I have been asked the question of which would be worse to deal with: the Battle Royale Program or the Hunger Games? While both programs, and the governments that sponsor them, are as vile as can be, I would have to say that I would infinitely prefer the Greater East Asian Republic to Panem.

First off... I would only be in danger of my life at one point in the Republic; after I had exited ninth grade, I'd no longer be eligible for the Battle Royale program. In contrast, in Panem I'd be facing the Reaping every year from my twelfth birthday on to my nineteenth.
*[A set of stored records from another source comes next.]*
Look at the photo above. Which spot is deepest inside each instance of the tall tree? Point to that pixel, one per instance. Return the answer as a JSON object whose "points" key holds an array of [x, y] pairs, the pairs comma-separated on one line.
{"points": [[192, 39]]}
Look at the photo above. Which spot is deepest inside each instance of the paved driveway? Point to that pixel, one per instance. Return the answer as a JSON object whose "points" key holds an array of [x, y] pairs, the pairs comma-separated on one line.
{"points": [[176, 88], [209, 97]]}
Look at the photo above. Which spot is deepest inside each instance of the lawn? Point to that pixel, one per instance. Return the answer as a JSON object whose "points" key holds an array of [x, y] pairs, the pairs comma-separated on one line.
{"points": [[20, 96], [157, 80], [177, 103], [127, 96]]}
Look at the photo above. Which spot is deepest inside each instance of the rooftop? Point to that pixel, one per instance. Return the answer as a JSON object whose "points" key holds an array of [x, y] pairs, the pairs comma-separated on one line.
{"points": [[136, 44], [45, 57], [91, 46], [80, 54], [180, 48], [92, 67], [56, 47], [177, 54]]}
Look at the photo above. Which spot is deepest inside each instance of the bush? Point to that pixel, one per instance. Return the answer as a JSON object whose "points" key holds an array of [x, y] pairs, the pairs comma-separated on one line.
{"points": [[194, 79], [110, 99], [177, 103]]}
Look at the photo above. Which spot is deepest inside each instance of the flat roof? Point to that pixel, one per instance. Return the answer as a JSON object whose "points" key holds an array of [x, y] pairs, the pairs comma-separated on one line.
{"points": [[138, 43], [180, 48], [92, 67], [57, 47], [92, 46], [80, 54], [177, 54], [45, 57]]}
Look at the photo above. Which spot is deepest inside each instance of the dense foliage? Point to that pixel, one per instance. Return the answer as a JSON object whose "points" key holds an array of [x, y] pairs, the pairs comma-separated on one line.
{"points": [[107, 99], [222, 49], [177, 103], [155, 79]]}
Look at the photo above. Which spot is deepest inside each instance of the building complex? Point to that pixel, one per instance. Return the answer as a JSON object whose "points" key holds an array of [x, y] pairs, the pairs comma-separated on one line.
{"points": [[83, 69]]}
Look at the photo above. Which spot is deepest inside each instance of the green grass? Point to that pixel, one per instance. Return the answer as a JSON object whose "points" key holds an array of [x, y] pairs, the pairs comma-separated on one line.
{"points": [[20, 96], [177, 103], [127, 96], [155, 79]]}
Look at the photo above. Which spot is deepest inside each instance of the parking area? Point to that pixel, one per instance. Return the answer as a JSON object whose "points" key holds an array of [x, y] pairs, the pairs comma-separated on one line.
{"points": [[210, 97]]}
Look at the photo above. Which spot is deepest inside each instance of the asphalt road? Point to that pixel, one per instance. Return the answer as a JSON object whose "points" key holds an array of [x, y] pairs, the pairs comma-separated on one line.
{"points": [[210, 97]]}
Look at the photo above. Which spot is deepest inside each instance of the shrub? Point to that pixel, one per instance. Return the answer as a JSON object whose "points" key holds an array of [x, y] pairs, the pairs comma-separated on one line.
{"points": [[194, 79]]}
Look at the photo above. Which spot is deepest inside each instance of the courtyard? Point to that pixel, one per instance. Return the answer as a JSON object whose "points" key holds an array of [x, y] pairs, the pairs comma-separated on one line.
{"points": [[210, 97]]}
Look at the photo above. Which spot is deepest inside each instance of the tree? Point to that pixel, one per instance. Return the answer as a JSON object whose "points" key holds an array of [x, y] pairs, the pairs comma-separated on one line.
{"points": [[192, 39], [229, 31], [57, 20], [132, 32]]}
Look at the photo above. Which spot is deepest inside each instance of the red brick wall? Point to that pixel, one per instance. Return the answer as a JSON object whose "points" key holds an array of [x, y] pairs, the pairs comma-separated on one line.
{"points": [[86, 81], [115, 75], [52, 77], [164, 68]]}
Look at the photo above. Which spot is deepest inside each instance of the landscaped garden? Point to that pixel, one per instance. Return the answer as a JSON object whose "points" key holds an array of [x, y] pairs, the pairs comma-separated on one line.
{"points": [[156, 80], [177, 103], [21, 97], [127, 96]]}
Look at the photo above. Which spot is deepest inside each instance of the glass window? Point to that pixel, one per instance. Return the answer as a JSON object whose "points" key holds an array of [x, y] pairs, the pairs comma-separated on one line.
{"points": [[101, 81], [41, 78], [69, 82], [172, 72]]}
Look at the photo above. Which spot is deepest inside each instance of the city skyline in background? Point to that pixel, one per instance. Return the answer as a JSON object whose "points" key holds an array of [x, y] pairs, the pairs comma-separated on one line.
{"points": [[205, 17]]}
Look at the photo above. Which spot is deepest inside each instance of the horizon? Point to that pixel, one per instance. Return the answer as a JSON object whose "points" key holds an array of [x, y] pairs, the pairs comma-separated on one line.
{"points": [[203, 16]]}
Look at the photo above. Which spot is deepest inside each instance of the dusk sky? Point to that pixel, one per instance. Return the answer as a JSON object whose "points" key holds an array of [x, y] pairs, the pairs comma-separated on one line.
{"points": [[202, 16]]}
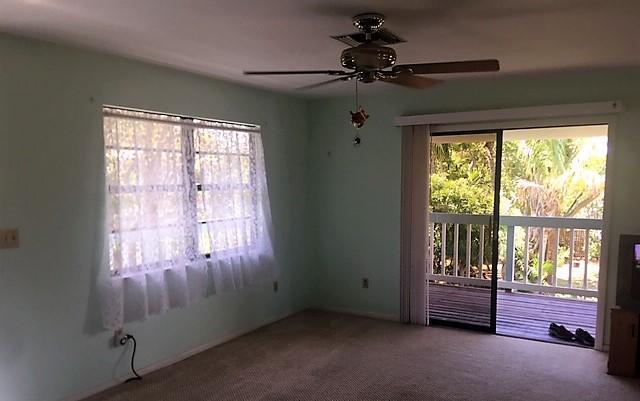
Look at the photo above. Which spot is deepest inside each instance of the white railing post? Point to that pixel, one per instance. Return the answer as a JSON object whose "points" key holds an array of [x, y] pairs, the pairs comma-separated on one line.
{"points": [[525, 255], [456, 240], [432, 243], [481, 252], [586, 258], [443, 250], [555, 260], [540, 255], [468, 250], [511, 253], [571, 254]]}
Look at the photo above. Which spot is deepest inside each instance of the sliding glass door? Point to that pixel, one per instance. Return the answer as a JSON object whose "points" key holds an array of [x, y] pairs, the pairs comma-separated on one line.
{"points": [[464, 212]]}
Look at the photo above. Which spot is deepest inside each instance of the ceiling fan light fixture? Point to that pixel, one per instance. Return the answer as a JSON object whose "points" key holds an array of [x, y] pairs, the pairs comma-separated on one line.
{"points": [[368, 22], [368, 57]]}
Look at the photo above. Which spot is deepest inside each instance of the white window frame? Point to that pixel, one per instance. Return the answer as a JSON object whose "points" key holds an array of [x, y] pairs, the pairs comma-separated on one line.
{"points": [[189, 125]]}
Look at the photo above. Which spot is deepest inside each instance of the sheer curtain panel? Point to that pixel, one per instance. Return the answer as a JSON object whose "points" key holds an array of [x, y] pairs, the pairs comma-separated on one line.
{"points": [[187, 212]]}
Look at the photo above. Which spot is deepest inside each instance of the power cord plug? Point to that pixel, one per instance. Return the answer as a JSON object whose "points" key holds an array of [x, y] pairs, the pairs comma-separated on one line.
{"points": [[123, 341]]}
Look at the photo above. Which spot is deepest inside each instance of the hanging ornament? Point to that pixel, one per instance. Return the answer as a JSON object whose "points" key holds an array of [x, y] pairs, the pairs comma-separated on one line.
{"points": [[358, 118]]}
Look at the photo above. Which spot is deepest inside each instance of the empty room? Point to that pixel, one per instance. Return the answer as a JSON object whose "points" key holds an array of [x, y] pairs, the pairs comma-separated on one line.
{"points": [[319, 200]]}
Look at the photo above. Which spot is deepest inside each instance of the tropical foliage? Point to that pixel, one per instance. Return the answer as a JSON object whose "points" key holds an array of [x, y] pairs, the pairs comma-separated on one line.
{"points": [[540, 177]]}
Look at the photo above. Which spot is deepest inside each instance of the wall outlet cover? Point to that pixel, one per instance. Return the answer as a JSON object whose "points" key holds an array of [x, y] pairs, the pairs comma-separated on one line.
{"points": [[9, 238]]}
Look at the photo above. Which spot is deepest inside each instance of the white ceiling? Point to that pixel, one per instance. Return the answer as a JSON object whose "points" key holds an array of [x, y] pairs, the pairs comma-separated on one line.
{"points": [[224, 37]]}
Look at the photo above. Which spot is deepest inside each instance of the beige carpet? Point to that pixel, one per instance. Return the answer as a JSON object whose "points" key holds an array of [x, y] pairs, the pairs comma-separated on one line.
{"points": [[324, 356]]}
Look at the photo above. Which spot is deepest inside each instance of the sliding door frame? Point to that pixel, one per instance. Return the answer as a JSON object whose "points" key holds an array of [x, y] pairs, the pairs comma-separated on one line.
{"points": [[495, 228]]}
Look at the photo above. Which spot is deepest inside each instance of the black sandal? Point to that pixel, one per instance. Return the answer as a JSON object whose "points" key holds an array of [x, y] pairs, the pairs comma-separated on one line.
{"points": [[584, 338], [561, 332]]}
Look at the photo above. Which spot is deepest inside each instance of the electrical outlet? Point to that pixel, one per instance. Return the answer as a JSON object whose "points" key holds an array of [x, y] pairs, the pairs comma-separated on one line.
{"points": [[118, 335], [9, 238]]}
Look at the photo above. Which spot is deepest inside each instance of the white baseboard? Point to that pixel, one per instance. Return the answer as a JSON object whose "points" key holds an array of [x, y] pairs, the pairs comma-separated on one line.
{"points": [[180, 357], [347, 311]]}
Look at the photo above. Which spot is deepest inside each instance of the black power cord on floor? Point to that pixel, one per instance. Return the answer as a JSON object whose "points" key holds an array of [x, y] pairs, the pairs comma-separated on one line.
{"points": [[123, 341]]}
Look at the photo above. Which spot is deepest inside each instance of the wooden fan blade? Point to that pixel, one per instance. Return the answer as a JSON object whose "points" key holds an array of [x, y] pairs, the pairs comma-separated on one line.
{"points": [[323, 83], [412, 81], [451, 67], [298, 72]]}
Secondly, and very importantly, the Republic does not change the rules in the middle of the Battle Royale just for grins and giggles. An important plot point in The Hunger Games comes when a major rule change is announced, then rescinded, then un-rescinded at the last possible second to prevent a catastrophe. In the second book, Catching Fire, against all prior expectations and their own announced policies, people who have already won the Games once are forced back into the arena; this is so appalling, even by Panem's standards, that even the jaded citizens of the Capitol are moved to protest. In contrast, the rules of the Battle Royale program are laid out in advance, and adhered to. Get caught in a restricted area, and your explosive collar will blow your head off; it's each contestant's responsibility to keep track of where those areas are. But they are announced ahead of time, on loudspeakers that can be heard throughout the entire area of play, and nobody is killed by remote control while the loudspeakers chortle: "Oh, we changed our minds—Sector D-4 was a danger zone half an hour ago!"

While these are very different works, they bear enough resemblance, accidentally or otherwise, to repay comparison. And both works deserve to be examined and studied. Katniss Everdeen and Shuya Nanahara are young people who richly repay the readers who follow their adventures.